Tuesday, June 10, 2014
International Ballroom
Christie Mettenbrink, MSPH, Public Health Informatics, Denver Public Health, Denver, CO and Mark Thrun, MD, HIV/STD Prevention and Control, Denver Public Health, Denver, CO

Background:  More than half of all HIV-infected individuals in Colorado live in Denver.  Approximately 45% of all new HIV-infected cases are diagnosed in Denver.  Over 90% of these are successfully linked to care through a dedicated linkage program.  Despite this, hundreds of Denverites are poorly retained in care. To target programing across the continuum of care, Denver Public Health (DPH) recognized a business need for a robust IT solution to successfully manage multiple complex data sources to support comprehensive HIV surveillance and treatment, starting with diagnosis and following through to receipt of care and the achievement of an undetectable viral load.
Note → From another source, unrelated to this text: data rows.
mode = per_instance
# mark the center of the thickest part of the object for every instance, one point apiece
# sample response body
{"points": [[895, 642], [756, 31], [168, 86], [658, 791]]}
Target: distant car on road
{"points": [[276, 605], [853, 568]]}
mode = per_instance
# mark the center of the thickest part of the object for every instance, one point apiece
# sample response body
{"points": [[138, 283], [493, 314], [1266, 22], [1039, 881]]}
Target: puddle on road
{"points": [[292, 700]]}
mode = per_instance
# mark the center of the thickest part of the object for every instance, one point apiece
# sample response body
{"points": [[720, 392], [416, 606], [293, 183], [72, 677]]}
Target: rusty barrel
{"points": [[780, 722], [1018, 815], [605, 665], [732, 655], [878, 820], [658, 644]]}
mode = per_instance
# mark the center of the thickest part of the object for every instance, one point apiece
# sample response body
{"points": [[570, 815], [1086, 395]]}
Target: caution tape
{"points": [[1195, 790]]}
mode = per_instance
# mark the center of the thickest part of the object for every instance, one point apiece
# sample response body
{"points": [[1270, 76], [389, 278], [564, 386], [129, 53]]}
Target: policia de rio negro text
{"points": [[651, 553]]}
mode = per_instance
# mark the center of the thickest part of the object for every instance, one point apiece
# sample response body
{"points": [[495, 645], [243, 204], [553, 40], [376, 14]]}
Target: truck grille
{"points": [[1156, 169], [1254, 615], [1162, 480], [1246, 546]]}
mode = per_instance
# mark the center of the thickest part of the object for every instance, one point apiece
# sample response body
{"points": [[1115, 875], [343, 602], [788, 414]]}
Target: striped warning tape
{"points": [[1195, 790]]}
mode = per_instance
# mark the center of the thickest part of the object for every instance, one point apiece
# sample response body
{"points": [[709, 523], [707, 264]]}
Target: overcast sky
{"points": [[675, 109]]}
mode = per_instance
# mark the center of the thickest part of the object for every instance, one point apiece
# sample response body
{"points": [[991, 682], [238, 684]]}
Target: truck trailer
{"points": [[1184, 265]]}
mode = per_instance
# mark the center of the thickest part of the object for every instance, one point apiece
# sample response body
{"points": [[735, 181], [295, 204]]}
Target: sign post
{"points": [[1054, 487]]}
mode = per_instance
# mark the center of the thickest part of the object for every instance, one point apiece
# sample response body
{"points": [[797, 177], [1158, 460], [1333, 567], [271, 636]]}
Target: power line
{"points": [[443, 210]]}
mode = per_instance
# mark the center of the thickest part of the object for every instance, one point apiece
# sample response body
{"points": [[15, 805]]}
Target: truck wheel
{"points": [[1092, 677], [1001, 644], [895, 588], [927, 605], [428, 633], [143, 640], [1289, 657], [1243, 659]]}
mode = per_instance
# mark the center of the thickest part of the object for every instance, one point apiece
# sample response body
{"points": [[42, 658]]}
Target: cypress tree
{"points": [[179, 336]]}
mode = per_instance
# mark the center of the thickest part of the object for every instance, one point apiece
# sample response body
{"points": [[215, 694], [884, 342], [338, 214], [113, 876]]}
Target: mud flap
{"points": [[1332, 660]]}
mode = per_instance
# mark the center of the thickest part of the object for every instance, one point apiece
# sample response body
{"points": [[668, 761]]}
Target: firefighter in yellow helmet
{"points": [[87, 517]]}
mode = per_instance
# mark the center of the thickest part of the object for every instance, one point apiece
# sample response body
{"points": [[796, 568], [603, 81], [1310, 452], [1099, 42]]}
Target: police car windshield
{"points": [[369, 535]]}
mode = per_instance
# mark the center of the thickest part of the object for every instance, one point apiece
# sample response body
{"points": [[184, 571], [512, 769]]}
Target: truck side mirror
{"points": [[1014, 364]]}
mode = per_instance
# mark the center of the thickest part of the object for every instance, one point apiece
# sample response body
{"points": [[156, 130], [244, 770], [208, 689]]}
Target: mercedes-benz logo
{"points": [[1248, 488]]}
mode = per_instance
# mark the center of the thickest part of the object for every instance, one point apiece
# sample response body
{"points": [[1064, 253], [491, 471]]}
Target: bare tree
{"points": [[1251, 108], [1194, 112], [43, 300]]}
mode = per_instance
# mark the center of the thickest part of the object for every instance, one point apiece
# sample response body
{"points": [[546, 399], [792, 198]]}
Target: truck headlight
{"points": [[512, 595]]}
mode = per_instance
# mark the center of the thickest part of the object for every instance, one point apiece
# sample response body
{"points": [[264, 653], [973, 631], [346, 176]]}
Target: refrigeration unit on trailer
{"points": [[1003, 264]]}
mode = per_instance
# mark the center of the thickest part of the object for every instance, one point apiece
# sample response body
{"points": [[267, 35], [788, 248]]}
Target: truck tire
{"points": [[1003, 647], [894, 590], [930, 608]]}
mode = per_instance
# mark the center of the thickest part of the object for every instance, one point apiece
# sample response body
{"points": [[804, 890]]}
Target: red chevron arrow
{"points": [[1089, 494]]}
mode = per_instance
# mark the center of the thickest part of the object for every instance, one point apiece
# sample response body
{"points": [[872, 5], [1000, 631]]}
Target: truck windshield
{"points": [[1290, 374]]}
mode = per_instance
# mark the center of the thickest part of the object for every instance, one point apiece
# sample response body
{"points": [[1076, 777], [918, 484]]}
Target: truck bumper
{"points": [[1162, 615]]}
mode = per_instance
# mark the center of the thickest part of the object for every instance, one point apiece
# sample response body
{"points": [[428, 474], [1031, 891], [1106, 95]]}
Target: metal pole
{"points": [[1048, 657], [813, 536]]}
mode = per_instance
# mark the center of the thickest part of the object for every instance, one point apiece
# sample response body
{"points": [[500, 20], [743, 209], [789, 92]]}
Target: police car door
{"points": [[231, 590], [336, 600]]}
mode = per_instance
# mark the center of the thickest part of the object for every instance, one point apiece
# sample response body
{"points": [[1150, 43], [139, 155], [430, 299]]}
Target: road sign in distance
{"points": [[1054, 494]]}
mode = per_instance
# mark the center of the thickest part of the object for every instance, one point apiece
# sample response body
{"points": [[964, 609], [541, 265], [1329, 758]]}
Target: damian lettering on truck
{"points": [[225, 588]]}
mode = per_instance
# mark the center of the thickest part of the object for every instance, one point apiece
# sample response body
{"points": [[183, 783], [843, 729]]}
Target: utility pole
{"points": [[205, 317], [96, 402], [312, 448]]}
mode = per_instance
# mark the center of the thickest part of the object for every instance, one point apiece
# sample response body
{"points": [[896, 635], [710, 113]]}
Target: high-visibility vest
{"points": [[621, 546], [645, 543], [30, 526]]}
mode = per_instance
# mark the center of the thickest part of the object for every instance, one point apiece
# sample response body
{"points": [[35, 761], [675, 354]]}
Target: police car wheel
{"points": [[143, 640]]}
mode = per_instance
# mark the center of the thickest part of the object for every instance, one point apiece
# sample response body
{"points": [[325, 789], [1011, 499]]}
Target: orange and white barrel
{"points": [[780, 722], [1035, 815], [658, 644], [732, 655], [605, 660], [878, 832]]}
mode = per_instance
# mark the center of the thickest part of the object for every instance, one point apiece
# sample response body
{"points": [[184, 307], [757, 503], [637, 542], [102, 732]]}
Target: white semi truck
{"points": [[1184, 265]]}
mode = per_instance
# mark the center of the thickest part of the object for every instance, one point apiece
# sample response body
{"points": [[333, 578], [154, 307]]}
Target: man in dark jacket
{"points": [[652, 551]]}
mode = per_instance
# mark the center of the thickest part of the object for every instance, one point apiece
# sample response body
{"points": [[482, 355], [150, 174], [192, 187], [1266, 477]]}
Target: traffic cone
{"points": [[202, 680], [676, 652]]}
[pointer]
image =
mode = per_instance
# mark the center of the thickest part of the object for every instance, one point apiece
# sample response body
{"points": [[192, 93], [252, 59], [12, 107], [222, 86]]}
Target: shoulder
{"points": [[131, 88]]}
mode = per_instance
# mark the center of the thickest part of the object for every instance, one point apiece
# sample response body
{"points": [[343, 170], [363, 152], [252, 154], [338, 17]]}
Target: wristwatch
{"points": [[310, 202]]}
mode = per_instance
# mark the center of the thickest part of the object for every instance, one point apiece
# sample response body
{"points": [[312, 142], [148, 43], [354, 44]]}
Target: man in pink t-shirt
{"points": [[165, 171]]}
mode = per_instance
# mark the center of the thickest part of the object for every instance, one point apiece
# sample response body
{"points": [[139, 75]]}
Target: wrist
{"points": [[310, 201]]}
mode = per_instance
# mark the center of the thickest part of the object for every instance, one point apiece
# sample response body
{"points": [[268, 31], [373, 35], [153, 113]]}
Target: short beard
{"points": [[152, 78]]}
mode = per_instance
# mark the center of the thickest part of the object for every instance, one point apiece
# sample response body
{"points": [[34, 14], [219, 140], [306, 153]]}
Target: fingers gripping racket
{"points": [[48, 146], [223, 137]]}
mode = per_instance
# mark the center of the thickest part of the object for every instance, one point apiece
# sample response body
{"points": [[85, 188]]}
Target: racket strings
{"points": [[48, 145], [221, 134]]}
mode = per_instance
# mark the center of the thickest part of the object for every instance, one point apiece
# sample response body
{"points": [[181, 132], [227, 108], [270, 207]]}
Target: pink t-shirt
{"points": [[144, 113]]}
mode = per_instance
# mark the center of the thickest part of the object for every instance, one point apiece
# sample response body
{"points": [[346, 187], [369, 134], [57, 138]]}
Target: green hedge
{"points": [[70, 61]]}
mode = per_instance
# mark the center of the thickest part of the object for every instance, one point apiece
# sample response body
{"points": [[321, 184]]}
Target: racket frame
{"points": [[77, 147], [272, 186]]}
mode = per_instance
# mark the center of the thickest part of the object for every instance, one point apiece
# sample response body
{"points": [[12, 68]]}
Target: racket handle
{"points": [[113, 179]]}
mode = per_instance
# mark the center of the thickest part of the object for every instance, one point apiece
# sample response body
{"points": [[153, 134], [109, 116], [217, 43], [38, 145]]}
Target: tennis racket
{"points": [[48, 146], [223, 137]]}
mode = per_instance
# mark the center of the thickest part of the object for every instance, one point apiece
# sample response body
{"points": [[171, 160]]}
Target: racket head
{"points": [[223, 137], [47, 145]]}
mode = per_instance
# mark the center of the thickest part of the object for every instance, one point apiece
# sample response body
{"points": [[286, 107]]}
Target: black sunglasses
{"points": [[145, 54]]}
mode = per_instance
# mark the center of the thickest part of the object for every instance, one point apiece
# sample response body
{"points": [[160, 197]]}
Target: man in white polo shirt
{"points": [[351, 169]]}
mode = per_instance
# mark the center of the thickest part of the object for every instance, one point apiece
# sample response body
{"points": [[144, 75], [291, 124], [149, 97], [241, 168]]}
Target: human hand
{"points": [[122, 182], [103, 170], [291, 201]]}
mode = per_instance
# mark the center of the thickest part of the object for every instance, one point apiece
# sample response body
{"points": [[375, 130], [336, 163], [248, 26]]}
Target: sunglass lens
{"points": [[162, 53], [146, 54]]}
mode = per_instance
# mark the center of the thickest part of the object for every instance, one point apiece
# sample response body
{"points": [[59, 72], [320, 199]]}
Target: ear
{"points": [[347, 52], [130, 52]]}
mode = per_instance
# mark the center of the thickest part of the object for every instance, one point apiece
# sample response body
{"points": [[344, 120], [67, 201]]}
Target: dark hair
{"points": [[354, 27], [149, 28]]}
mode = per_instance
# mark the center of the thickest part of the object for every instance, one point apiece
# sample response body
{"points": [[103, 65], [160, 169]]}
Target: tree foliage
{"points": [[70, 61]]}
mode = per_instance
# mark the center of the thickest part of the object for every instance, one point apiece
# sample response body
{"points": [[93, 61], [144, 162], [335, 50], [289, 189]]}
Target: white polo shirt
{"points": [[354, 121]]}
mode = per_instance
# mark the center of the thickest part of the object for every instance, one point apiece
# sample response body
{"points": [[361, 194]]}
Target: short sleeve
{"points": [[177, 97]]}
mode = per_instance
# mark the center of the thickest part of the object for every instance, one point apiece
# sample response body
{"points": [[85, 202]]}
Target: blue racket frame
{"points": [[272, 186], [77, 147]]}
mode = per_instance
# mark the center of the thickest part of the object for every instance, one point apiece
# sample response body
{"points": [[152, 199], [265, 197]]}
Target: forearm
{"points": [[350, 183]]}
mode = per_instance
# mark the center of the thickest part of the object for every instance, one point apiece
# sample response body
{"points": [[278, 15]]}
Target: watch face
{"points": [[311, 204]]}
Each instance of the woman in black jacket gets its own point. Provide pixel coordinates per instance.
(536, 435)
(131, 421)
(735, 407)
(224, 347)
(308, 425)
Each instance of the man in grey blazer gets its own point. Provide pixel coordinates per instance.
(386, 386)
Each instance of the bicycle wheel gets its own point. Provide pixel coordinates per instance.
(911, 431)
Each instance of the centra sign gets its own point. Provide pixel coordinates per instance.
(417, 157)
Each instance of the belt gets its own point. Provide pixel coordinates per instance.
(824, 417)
Methods:  A series of HIV requirements gathering sessions were conducted with stakeholders in order to gain a better understanding of current and future HIV surveillance data needs.  The requirements document allowed users to define priorities and served as the basis for developers who created an online web portal.

Results:  The resulting BI solution integrated multiple data sources including eHARS, expanded CD4 and viral load laboratory result data, HIV positive registry data, and EMR data from one healthcare provider.   Users have real-time access to data and information in the form of charts, graphs, and GIS mapping tools to monitor disease burden and linkage and retention in care.  A user-designed dashboard aggregates and then allows viewers to filter and drill into specific reports.

Conclusions:  A BI tool has been implemented to monitor the epidemic and direct targeted public health interventions. While substantial planning and investment is required, the resulting HIV BI solution allows assessment and monitoring across the spectrum of HIV disease, creating opportunities for prevention practitioners and policy makers to better understand current and future needs, and better direct local resources.